La infancia acude a ti siempre que te mesas la barba. Siempre que te mesas la barba o cuando la desolación te toca en el hombro. La desolación tiene muchas maneras de vestirse, puede presentarse cuando no puedes subirte la cremallera del vaquero o cuando apuras el último trago de Gin Tonic y el camarero corta la música. En ese momento hueco, en el que ni tú ni los de tu alrededor sabéis qué ha pasado realmente, adquieres la clarividencia de un poema de Pedro Sevilla y te dices <<yo pagaría oro, vendería mi alma, / por volverme otra vez / niño de calzón corto saliendo de la escuela / camino de los brazos de mi madre>>.
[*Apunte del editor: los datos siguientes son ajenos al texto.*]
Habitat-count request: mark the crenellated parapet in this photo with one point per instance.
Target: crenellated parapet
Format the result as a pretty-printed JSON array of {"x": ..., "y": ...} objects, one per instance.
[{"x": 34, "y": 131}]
Aunque para ser justos, hay que reconocer que la infancia también te ofrece momentos malos, como cuando hacías alguna trastada y el salón de tu casa permanecía en silencio. Es lo que me ocurrió otra de las tardes. Ya había acabado de dar balonazos en las rejas de alguna vecina y me dirigí a casa de mi abuela, que era donde me esperaba mi madre. Crucé la calle pensando en el bocadillo y no me percaté de que un coche venía en mi dirección. La Renault Express -imposible olvidarme- quedó a un centímetro de mi flacucha pierna. Corrí a casa de mi abuela sin hacer caso a los improperios que el señor que conducía me escupía. Cuando llegué por fin, mi madre no dijo nada. No dijo nada hasta irme a dormir. Antes de cubrirme con la sábana, justo antes, me dijo <<es a ti a quien ha ido atropellando un coche en la calle de la abuela>>. El miedo se me subió por las piernas. Sólo una madre sabe meterte ese miedo en el cuerpo con un puñado de palabras susurradas.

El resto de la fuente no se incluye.